Zurück in Kulice, zeigt Lisaweta von Zitzewitz das Haus – 17 eher spartanisch eingerichtete Doppelzimmer, zwei Konferenzsäle mit Übersetzerkabine, den Salon und die sogenannte Orangerie mit Palmen und den großen Fenstern, die einen herrlichen Blick auf den verschneiten Garten und die lange Allee freigeben. „Dort, wo zu kommunistischen Zeiten der Schweinestall der Landwirtschaftlichen Produktionsgenossenschaft stand, könnte die Uni ein Gästehaus bauen“, erklärt sie. Das würde das Schloss rentabler machen, weil viele Seminarteilnehmer ins Hotel gehen mussten. Einnahmen, die der Akademie und damit der Uni bislang entgingen.

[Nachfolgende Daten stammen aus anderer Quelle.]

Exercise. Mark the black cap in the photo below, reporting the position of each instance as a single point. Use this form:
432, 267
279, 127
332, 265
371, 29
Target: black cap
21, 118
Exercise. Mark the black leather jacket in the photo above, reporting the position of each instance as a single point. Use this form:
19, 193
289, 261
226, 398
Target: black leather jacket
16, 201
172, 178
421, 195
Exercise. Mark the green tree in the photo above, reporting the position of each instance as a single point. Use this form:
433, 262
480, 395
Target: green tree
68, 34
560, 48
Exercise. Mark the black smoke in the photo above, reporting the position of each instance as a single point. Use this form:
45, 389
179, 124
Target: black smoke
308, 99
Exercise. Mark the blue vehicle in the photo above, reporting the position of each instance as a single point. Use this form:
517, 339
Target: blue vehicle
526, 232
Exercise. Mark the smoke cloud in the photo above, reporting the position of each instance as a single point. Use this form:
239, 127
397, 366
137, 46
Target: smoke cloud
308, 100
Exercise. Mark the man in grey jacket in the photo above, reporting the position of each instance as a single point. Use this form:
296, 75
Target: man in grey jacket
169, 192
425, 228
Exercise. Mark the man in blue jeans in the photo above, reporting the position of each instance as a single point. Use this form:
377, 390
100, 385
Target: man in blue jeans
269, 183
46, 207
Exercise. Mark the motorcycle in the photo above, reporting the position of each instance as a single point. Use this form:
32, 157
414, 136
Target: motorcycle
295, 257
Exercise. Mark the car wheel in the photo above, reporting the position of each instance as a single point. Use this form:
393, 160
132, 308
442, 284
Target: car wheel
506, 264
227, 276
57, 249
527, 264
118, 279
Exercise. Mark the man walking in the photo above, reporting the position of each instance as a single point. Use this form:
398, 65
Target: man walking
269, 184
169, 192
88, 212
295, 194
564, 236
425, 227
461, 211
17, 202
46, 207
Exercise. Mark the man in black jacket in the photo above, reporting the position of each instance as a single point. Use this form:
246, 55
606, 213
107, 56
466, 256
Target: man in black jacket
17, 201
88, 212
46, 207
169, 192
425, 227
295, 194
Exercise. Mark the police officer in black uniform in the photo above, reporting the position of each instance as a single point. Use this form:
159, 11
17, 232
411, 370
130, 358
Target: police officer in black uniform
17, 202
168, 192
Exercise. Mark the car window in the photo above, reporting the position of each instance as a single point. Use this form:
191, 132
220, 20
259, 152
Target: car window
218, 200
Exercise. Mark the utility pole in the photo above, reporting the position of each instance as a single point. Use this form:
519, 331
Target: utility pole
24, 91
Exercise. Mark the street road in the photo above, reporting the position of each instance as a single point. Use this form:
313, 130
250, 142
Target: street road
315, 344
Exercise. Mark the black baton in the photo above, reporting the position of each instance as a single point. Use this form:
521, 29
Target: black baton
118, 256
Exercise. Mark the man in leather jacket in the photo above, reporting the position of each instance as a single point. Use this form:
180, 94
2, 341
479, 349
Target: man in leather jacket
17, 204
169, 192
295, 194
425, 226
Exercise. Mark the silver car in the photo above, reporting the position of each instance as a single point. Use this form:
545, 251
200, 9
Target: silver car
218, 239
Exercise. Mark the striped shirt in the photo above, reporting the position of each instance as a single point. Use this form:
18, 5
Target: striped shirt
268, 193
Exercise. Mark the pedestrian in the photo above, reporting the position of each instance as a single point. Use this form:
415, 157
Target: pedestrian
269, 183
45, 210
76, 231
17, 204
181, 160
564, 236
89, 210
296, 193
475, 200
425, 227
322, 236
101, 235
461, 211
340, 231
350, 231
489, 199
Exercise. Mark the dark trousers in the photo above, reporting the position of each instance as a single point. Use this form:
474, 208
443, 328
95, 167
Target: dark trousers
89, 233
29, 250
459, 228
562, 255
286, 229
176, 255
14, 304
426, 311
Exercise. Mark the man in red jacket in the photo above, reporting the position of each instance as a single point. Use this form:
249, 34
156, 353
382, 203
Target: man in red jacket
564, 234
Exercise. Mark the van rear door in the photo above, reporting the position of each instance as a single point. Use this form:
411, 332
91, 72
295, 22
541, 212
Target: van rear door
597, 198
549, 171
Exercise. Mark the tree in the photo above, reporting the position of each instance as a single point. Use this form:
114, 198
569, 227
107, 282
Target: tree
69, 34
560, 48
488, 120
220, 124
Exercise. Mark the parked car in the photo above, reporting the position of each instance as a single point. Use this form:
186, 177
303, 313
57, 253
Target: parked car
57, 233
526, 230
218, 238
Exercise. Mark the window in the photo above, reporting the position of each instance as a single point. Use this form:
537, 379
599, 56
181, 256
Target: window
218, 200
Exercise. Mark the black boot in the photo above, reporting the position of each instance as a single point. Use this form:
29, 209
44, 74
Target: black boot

Von Zitzewitz streicht die schulterlangen blonden Haare zurück und deutet durchs Fenster auf den schneeverwehten Platz neben den anderen Wirtschaftsgebäuden: „Die Akademie hatte sogar schon eine Baugenehmigung für das Gästehaus und die Finanzierungszusage der Stiftung für deutsch-polnische Zusammenarbeit.“ Doch die Universität als Eigentümerin des Schlosses hätte einen gemeinsamen Nutzungsvertrag mit der Akademie unterzeichnen müssen. „Das wollte der damalige Rektor nicht, und so ist der Millionenbetrag für das Gästehaus verfallen.“ Fröstelnd zieht sie den roten Schal über die Schultern. „Und jetzt beklagt sich der Rektor, dass die gut funktionierende Akademie im Schloss für die Universität nicht genug Gewinn abwirft.“

Eine Palme zum Einzug

Am nächsten Morgen beugt sich die Hausherrin über einen Palmstumpf in der Orangerie des Bismarck-Schlösschens. „Das ist nun sehr symbolisch“, sagt sie. „Die Palme muss in den letzten Tagen eingegangen sein. Wir hatten sie zum Einzug geschenkt bekommen.“ Wie zum Abschied liest sie das Schild vor, auf dem in deutscher und polnischer Sprache steht: „70 Jahre alte Palme aus Schlawe, gestiftet von Janina und Jan Kraszewski aus Warschau, im November 1996“. Sie streicht über die letzten, inzwischen braunen Palmwedel. „17 Jahre hat sie es mit uns hier ausgehalten.“

Der Abschied von Kulice wird Lisaweta von Zitzewitz schwer fallen. Sycewice (Zitzewitz), der alte Familienstammsitz ihrer Familie, liegt zwischen Slawno (Schlawe) und Slupsk (Stolp). „Ich habe den Abschiedsschmerz nie so gefühlt wie mein Vater und dessen Familie“, erzählt sie. „Ich bin ja in Berlin geboren. Aber inzwischen ist Pomorze – Pommern – auch meine Heimat geworden.“

Philipp von Bismarck, den letzten Eigentümer des Schlösschens, der sich im Krieg dem militärischen Widerstand um Henning von Tresckow angeschlossen hatte, lernte sie in der Ostsee-Akademie von Travemünde nahe Lübeck kennen. Obwohl von Bismarck Sprecher der Pommerschen Landsmannschaft war, lehnte er die neue Ostpolitik Willy Brandts nicht ab, sondern setzte sich für die Anerkennung der Oder-Neiße-Grenze ein.

Sein Traum war es, das Haus der von Bismarcks künftig der deutsch-polnischen Verständigung dienen zu lassen. Ist es damit nun vorbei? Lisaweta von Zitzewitz schüttelt den Kopf: „Noch habe ich einen Funken Hoffnung – aber der Rektor hat das Recht auf seiner Seite.“ Laut Vertrag darf dieser der Akademie kündigen und das Schloss an den Meistbietenden verkaufen. Oder – wenn es keinen Käufer gibt – das Gebäude wieder verfallen lassen. Das wäre dann das traurige Ende einer deutsch-polnischen Zusammenarbeit.